There are countless tools and techniques to measure customer satisfaction and loyalty. Research and articles abound on the pros and cons of old-school and new-school methods. I would suggest that you find and study any customer satisfaction data that already exists in your company. If nothing current exists, start with a simple survey of no more than a dozen or so questions that cover every functional area in your company with which your typical customer interacts.
Whether you’re studying existing data or collecting new, it’s critical that you look for correlations between functional and overall satisfaction levels. In other words, try to draw conclusions regarding which functional areas have the most direct impact on overall satisfaction. If you have enough data, you might also be able to correlate favorable customer satisfaction ratings with higher revenue contribution. On a macro-level, these revenue correlations already exist for widely used methods like Net Promoter Score (Figure 1).
One Team. One Purpose.
If you can, use your customer satisfaction data analysis to demonstrate to fellow executives that installed-base revenues are directly proportional to customer satisfaction levels, and that the degrees to which your company’s customer-facing functions impact customer satisfaction levels are measurable and actionable.
While it is indeed true that many functions interact with the customer, many of these interactions constitute means to an end. That end is increasing the revenue coming from each customer. It’s the job of Finance to bill customers accurately and efficiently so they are satisfied enough to maintain or increase their investment in your company’s offerings. It’s the job of Customer Service to respond accurately and efficiently to inquiry calls so customers are satisfied enough to maintain or increase their investment in your company’s offerings. It’s the job of R&D… well, you get the picture.

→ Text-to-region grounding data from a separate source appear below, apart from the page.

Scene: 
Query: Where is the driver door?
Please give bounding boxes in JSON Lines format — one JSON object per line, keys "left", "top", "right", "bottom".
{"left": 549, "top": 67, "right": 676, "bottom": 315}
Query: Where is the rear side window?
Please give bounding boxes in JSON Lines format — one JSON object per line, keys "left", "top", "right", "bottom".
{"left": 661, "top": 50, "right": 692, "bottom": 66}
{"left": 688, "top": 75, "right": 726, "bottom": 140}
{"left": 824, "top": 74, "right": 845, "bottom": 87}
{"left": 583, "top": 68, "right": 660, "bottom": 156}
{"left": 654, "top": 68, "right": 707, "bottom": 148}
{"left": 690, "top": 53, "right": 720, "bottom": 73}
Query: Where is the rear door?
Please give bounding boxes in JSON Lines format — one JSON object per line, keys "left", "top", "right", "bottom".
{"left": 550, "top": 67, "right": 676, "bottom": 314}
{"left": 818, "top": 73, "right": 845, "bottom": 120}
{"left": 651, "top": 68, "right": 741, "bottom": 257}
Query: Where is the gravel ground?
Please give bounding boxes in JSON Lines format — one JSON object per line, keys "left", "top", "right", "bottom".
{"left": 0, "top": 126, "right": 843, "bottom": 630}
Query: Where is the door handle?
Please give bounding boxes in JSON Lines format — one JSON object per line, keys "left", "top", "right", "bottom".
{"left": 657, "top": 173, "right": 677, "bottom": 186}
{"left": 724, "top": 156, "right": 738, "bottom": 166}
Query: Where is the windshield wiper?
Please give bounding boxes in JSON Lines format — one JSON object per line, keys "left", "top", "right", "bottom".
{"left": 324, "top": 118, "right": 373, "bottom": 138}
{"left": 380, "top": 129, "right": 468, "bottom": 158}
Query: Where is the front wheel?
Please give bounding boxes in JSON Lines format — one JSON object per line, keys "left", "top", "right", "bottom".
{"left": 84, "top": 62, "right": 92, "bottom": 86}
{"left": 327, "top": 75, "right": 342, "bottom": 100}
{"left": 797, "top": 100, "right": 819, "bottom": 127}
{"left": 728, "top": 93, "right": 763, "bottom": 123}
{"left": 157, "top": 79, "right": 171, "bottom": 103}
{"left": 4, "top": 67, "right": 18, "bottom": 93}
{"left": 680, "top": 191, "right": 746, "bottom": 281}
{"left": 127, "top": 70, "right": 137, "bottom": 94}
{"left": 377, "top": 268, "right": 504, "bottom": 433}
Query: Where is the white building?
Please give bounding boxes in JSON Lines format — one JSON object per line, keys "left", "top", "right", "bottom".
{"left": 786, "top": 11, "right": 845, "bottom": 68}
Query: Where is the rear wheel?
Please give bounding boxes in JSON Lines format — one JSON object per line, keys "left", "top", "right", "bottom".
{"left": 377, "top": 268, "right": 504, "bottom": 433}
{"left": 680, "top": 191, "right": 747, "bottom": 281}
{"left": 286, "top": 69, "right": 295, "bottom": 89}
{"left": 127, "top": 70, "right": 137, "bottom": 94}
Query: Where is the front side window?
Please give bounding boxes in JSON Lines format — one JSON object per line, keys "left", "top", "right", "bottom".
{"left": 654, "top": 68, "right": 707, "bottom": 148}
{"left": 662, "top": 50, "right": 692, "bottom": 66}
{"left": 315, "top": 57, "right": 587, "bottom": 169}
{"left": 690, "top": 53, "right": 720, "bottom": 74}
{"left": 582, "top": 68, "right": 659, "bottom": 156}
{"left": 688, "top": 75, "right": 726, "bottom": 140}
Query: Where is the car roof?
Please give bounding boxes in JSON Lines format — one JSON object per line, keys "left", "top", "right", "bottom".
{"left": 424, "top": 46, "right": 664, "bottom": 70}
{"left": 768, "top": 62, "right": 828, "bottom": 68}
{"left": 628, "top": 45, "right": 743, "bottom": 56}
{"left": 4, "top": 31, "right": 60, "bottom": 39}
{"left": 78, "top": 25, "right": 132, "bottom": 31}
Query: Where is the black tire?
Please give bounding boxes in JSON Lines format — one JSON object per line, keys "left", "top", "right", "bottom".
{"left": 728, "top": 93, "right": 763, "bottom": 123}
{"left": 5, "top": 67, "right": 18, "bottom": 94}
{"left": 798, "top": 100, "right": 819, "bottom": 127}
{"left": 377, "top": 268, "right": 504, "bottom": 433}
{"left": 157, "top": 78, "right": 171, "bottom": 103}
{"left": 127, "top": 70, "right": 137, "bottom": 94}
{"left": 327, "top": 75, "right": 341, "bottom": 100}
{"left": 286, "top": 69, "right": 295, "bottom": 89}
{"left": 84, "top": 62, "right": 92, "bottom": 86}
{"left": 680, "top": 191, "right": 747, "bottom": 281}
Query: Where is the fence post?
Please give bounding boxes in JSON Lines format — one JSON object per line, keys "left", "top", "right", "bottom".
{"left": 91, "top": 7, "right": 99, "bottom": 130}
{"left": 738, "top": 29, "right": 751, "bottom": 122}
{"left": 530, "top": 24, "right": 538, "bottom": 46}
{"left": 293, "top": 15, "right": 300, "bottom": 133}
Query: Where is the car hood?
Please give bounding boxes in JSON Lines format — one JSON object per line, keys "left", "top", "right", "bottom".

And the only way to ensure that the net effect of all these efforts is to push customer satisfaction levels ever skyward, thereby paving the way for additional sales is to put the staplers down and establish a cross-functional team that “owns” responsibility for customer retention and growth.
There’s no formula for getting this done, but shoot for these milestones:
- Use credible customer satisfaction data to establish consensus at the executive level that multiple company functions impact customer satisfaction and customer revenue performance.
- Expose instances of when the experiences of high-value customers have suffered due to overlapping or conflicting activities undertaken by multiple functional groups in your company.
- Gain executive backing for the theoretical merit of a cross-functional “customer management team” as a means to align all client-facing activities according to customer satisfaction and revenue targets.
- Propose such a cross-functional team, chaired by the CMO due to direct revenue implications.
- Pick a delegate or two from every function that touches the customer to join a 6- to 12-month pilot of the customer management team.
- Track the team’s impact on a select few leading indicators of customer satisfaction and installed-base revenue improvements (more on customer KPI management in upcoming posts).
- Report pilot results to executive team and gain backing for a permanent customer management team.